The internet has ushered in an era of unprecedented invasive surveillance. Commercial operators large and small spy on us in every way and sell and give away and leak our data to criminals, cops, spies, advertisers and stalkers.

This isn't because you're not paying for "the product," which makes *you* the product. Companies that *can* abuse you *do*.

John Deere will sell you a $800,000 tractor and then lock you out of getting it fixed so they can charge you a fortune for repairs. You're paying for the product, but you're still the product.

https://pluralistic.net/2020/03/09/pig-pedometer-blaze/#huskerdont

Apple wants you to think that paying $1,000 for an Iphone means you're not the product, but you are. Apple runs the same repair racket as John Deere, and then they rake 15-30% off of every dime you spend in an app. Apple's selling you to app makers: you're the product.

https://www.ft.com/content/44e93ede-60b5-4eb2-8548-61ad13a7550e

The biggest predictor of whether a company will treat you as the product is whether anyone will stop them. Sometimes you can stop them - by shopping elsewhere, say (though it's damned hard to shop your way out of monopoly capitalism!). More often, the thing that stops companies from abusing you is laws that ban abuse, and regulators who enforce the laws vigorously.

Back to online surveillance. The ad-tech industry (and, ironically, many of its critics) say that spying on you all the time and in every way makes ads vastly more effective. We shouldn't take their word for it. Ad-tech is a giant scam, a vast accounting fraud of fake ads shown to fake users with fake billings producing trillions in real profits:

https://pluralistic.net/2020/10/05/florida-man/#wannamakers-ghost

Paying for media doesn't mean that companies won't abuse you. Not paying for media doesn't mean they will. The determinant of your abuse is whether companies will suffer consequences for it. While there are some problems with ad-supported media, they're completely separate from the problems of surveillance - and the problems of surveillance are much *worse* than the problems of ads. That's why we should ban surveillance ads.

https://pluralistic.net/2022/03/22/myob/#adtech-considered-harmful

Wait, I hear you saying. Doesn't Europe ban surveillance ads already, through the GDPR? Well, yes, technically, they do. The process of getting consent for surveillance ads under the GDPR is deliberately so cumbersome that it is effectively impossible to run a surveillance ad industry.

https://pluralistic.net/2021/06/16/inside-the-clock-tower/#inference

So how is it that Google and Facebook and other ad-tech companies operate in Europe? Simple: they break the law. They - and many other companies - claim that they don't *need* your consent to spy on you, because they can use the "legitimate interest" clause of the GDPR that allows them to process your data without asking you. This is a lie, and it's only a lack of enforcement that allows the tech giants to get away with it (it's possible that the new Digital Services Act will finally spur enforcement).

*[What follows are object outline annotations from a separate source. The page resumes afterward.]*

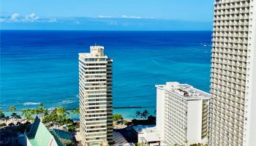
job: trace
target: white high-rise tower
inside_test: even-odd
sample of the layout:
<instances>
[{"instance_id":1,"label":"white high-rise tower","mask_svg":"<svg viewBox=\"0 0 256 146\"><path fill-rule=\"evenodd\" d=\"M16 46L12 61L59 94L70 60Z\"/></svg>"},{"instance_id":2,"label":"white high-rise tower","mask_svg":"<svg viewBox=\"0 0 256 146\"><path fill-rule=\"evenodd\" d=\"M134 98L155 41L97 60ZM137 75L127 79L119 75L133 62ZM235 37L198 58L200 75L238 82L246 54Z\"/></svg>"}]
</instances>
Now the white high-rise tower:
<instances>
[{"instance_id":1,"label":"white high-rise tower","mask_svg":"<svg viewBox=\"0 0 256 146\"><path fill-rule=\"evenodd\" d=\"M79 53L79 98L82 145L113 143L112 59L104 47Z\"/></svg>"},{"instance_id":2,"label":"white high-rise tower","mask_svg":"<svg viewBox=\"0 0 256 146\"><path fill-rule=\"evenodd\" d=\"M209 145L256 145L256 0L215 0Z\"/></svg>"}]
</instances>

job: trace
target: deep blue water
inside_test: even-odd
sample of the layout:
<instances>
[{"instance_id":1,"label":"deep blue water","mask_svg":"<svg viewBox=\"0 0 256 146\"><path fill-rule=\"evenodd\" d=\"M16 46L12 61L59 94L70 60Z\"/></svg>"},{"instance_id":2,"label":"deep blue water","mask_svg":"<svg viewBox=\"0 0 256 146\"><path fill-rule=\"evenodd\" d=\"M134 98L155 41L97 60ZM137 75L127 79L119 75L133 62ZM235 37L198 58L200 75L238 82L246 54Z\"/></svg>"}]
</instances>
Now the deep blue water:
<instances>
[{"instance_id":1,"label":"deep blue water","mask_svg":"<svg viewBox=\"0 0 256 146\"><path fill-rule=\"evenodd\" d=\"M167 81L189 83L208 92L211 34L1 31L0 108L15 105L20 110L38 102L50 108L78 107L78 53L89 52L95 43L104 46L105 54L113 59L115 107L143 106L153 110L154 85ZM129 115L129 110L124 110Z\"/></svg>"}]
</instances>

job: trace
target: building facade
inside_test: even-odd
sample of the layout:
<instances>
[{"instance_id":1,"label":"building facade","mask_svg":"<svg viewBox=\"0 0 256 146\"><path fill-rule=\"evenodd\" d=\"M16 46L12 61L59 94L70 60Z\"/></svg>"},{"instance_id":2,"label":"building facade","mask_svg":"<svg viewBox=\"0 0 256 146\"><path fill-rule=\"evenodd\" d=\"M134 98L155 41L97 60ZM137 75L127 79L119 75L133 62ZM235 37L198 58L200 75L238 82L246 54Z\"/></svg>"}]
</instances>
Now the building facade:
<instances>
[{"instance_id":1,"label":"building facade","mask_svg":"<svg viewBox=\"0 0 256 146\"><path fill-rule=\"evenodd\" d=\"M79 104L82 145L113 144L112 59L104 47L79 53Z\"/></svg>"},{"instance_id":2,"label":"building facade","mask_svg":"<svg viewBox=\"0 0 256 146\"><path fill-rule=\"evenodd\" d=\"M210 145L255 145L255 0L215 0Z\"/></svg>"},{"instance_id":3,"label":"building facade","mask_svg":"<svg viewBox=\"0 0 256 146\"><path fill-rule=\"evenodd\" d=\"M210 94L176 82L156 87L156 128L162 143L207 143Z\"/></svg>"}]
</instances>

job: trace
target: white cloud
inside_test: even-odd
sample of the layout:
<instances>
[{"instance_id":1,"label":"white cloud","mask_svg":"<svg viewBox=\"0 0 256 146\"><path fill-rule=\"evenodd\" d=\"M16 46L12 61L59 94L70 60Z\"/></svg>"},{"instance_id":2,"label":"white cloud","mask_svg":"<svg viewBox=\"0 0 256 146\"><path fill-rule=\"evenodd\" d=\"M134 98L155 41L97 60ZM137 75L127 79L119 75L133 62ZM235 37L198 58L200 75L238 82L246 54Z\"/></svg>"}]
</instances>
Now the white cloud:
<instances>
[{"instance_id":1,"label":"white cloud","mask_svg":"<svg viewBox=\"0 0 256 146\"><path fill-rule=\"evenodd\" d=\"M18 13L14 13L12 15L11 18L10 19L11 21L17 21L20 15Z\"/></svg>"},{"instance_id":2,"label":"white cloud","mask_svg":"<svg viewBox=\"0 0 256 146\"><path fill-rule=\"evenodd\" d=\"M5 22L6 21L6 18L0 18L0 22Z\"/></svg>"},{"instance_id":3,"label":"white cloud","mask_svg":"<svg viewBox=\"0 0 256 146\"><path fill-rule=\"evenodd\" d=\"M34 12L31 13L29 15L26 15L25 16L25 18L23 19L24 21L30 21L34 22L37 20L38 20L39 18L37 16Z\"/></svg>"},{"instance_id":4,"label":"white cloud","mask_svg":"<svg viewBox=\"0 0 256 146\"><path fill-rule=\"evenodd\" d=\"M131 18L131 19L141 19L142 18L140 16L132 16L132 15L124 15L121 16L122 18Z\"/></svg>"},{"instance_id":5,"label":"white cloud","mask_svg":"<svg viewBox=\"0 0 256 146\"><path fill-rule=\"evenodd\" d=\"M55 18L50 18L48 20L49 23L56 23L57 22L57 19Z\"/></svg>"},{"instance_id":6,"label":"white cloud","mask_svg":"<svg viewBox=\"0 0 256 146\"><path fill-rule=\"evenodd\" d=\"M105 16L105 15L99 15L98 18L115 18L115 17L113 17L113 16Z\"/></svg>"},{"instance_id":7,"label":"white cloud","mask_svg":"<svg viewBox=\"0 0 256 146\"><path fill-rule=\"evenodd\" d=\"M140 16L123 15L121 17L99 15L98 18L127 18L127 19L155 19L154 18L142 18Z\"/></svg>"}]
</instances>

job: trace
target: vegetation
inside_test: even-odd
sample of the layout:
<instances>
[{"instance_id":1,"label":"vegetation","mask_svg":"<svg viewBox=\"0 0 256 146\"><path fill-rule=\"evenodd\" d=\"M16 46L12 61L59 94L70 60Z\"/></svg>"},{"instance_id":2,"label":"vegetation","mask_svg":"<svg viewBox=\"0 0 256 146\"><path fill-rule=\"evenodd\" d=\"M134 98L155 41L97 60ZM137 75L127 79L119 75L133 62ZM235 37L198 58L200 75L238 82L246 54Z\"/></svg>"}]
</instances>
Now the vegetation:
<instances>
[{"instance_id":1,"label":"vegetation","mask_svg":"<svg viewBox=\"0 0 256 146\"><path fill-rule=\"evenodd\" d=\"M6 116L4 112L0 110L0 127L8 126L13 126L15 123L16 125L22 125L21 122L23 120L26 120L27 123L32 122L36 116L38 116L42 122L46 126L70 126L73 124L74 121L72 119L72 115L74 114L79 114L79 108L76 108L70 110L69 112L64 107L56 107L53 110L49 111L48 109L45 108L45 106L42 103L38 104L37 108L35 109L25 109L21 110L21 115L18 115L16 111L16 107L15 106L11 106L9 110L9 112L11 112L10 116ZM71 115L71 118L69 115ZM15 123L16 121L16 123ZM77 126L69 126L69 130L70 131L75 129Z\"/></svg>"},{"instance_id":2,"label":"vegetation","mask_svg":"<svg viewBox=\"0 0 256 146\"><path fill-rule=\"evenodd\" d=\"M123 119L124 118L123 118L123 117L121 116L121 114L115 114L115 115L113 115L113 120L114 121L118 121L119 120L123 120Z\"/></svg>"},{"instance_id":3,"label":"vegetation","mask_svg":"<svg viewBox=\"0 0 256 146\"><path fill-rule=\"evenodd\" d=\"M133 119L132 120L132 124L134 125L155 125L156 124L156 117L149 115L148 119L144 120L138 120Z\"/></svg>"},{"instance_id":4,"label":"vegetation","mask_svg":"<svg viewBox=\"0 0 256 146\"><path fill-rule=\"evenodd\" d=\"M137 111L135 115L136 115L136 117L140 117L140 118L147 119L149 115L149 112L146 110L145 110L143 112L141 112L140 111Z\"/></svg>"}]
</instances>

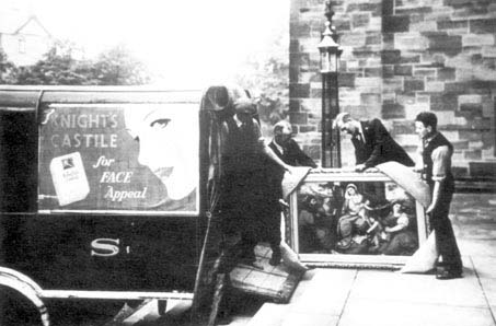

So let's say we ban surveillance advertising. Will that wipe out ad-supported media and produce a world where "the truth is paywalled but the lies are free"?

https://www.currentaffairs.org/2020/08/the-truth-is-paywalled-but-the-lies-are-free/

Not at all. It's possible to advertise to you without spying on you. It's a very old technique, in fact: rather than targeting ads to you, the reader, the advertiser targets the article you're reading. If you're reading about winter sports, then you get ads for skis and winter package holidays and hockey leagues.

https://pluralistic.net/2020/08/05/behavioral-v-contextual/#contextual-ads

This is called contextual ads, and there's pretty good evidence that it works about as well as surveillance ads. But I have to admit that for some advertisers, contextual ads won't work as well as surveillance ads, which means that some publishers' content will generate fewer ad dollars overall.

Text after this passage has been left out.